What I decided upon was the thoughtful decision making process that goes into recording something.
The recording process involves dozens of decisions, some of which can be have answers that are fairly obvious and some of which can be downright baffling. Half of the process is pragmatic and the other half is artistic. Too often, people earnestly seeking perspective from more experienced recordists receive the answer "it depends" with no further illumination.
My purpose in this series of posts will be to explore the answers to "It depends on what!? And then once I've defined what it depends on how do I execute it?" in as much detail as I can to as many aspects of recording as I can. This will include things like how many channels to record, which mics to choose, where to place those mics, what devices to record to, what other gear to bring and use, and of course what to record in the first place.
One caveat to all of this is that if you perfectly execute a set of recordings towards a flawed goal then you'll still fail. Along those lines, developing an appropriate recording goal requires two things: a well defined personal aesthetic and a clear context in which the work will exist.
So with that in mind, this first post will be about developing aesthetic, because so much of the answer to the above question is also the answer to "what do I like?"

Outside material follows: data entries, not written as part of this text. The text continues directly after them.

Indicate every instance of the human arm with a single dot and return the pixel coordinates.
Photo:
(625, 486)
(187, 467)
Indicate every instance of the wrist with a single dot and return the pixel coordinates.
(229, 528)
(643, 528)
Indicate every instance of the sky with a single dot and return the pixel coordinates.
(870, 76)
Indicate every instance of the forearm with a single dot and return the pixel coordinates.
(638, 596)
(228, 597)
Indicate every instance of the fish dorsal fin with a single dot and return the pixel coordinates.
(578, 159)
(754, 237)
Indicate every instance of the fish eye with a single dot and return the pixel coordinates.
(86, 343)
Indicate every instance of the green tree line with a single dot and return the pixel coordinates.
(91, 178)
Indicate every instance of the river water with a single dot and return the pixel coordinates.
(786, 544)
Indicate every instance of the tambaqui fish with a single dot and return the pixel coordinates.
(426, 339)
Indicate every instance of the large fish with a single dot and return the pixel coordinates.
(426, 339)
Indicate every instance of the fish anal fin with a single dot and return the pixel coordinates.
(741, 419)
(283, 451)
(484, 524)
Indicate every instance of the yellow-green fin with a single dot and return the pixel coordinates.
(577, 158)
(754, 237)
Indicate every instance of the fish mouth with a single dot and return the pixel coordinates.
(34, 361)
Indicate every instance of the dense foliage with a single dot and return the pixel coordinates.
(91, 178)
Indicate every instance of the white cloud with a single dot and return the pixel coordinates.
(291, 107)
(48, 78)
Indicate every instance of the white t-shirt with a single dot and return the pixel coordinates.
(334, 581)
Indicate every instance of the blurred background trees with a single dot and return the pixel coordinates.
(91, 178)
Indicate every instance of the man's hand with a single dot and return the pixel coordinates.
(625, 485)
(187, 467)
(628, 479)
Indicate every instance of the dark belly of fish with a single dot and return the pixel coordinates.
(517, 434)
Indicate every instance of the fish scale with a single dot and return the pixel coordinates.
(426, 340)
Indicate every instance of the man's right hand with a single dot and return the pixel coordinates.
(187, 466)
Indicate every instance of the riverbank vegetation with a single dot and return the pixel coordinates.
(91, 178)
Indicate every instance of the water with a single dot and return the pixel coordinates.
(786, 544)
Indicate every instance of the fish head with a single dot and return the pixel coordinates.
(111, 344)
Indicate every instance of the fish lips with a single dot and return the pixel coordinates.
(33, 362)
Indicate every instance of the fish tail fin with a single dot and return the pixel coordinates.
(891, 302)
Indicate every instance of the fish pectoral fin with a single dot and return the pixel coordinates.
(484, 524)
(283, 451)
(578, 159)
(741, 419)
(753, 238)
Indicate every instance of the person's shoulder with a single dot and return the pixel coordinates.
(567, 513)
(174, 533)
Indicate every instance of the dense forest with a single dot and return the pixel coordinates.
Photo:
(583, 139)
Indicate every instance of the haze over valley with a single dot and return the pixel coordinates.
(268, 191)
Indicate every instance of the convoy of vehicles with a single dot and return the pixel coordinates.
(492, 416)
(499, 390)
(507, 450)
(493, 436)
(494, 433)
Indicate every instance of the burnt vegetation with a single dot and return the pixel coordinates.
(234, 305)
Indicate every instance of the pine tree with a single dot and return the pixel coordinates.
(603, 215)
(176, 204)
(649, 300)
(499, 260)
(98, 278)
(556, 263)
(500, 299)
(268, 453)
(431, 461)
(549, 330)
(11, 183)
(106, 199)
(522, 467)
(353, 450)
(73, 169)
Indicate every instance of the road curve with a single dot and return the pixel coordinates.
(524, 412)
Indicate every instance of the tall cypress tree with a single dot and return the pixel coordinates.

Over on SSD Shaun Farley asked a question about what you do to develop your aesthetic. My answer was generally to both do art in other disciplines and to observe fully realized works within your own. I stand by that as a foundation, but I'd like to expand on that here.
First off, I do strongly believe that working art in other disciplines does wonders for sharpening one's aesthetic. The main reason is because all art requires creativity and technique and the process of learning and executing new technique can be very revealing as to one's personal aesthetic because you find out very quickly what is and what is not worth learning new skills and techniques to execute.
As an illustration, I've personally found that I thoroughly enjoy shooting both timelapses and super slow mo video in the photographic realm. I've spend a relatively thick amount of hours learning and experimenting with both, and what that's revealed to me in my audio work is that (like with visuals) I have a deep appreciation for the ability to drastically manipulate time in all of these mediums.
Secondly, as I stated in the SSD thread, I think its very important to both observe and discuss the works of others with trusted and knowledgeable people. The reason is because these type of discussion force a person to articulate a position and then to defend that position, the result of which is a more consciously defined sense of what goes into the thing that a person likes vs what that person doesn't like. If you can't articulate to me what you like about that show you love then you've done yourself no favors with regards to creating your own work.
The process of shaping and developing one's aesthetic is a personal and ongoing one. It must be actively pursued and nurtured throughout the time that one intends on creating and appreciating art.
Having a well defined personal aesthetic is an important context in which to make any thoughtful recording decision.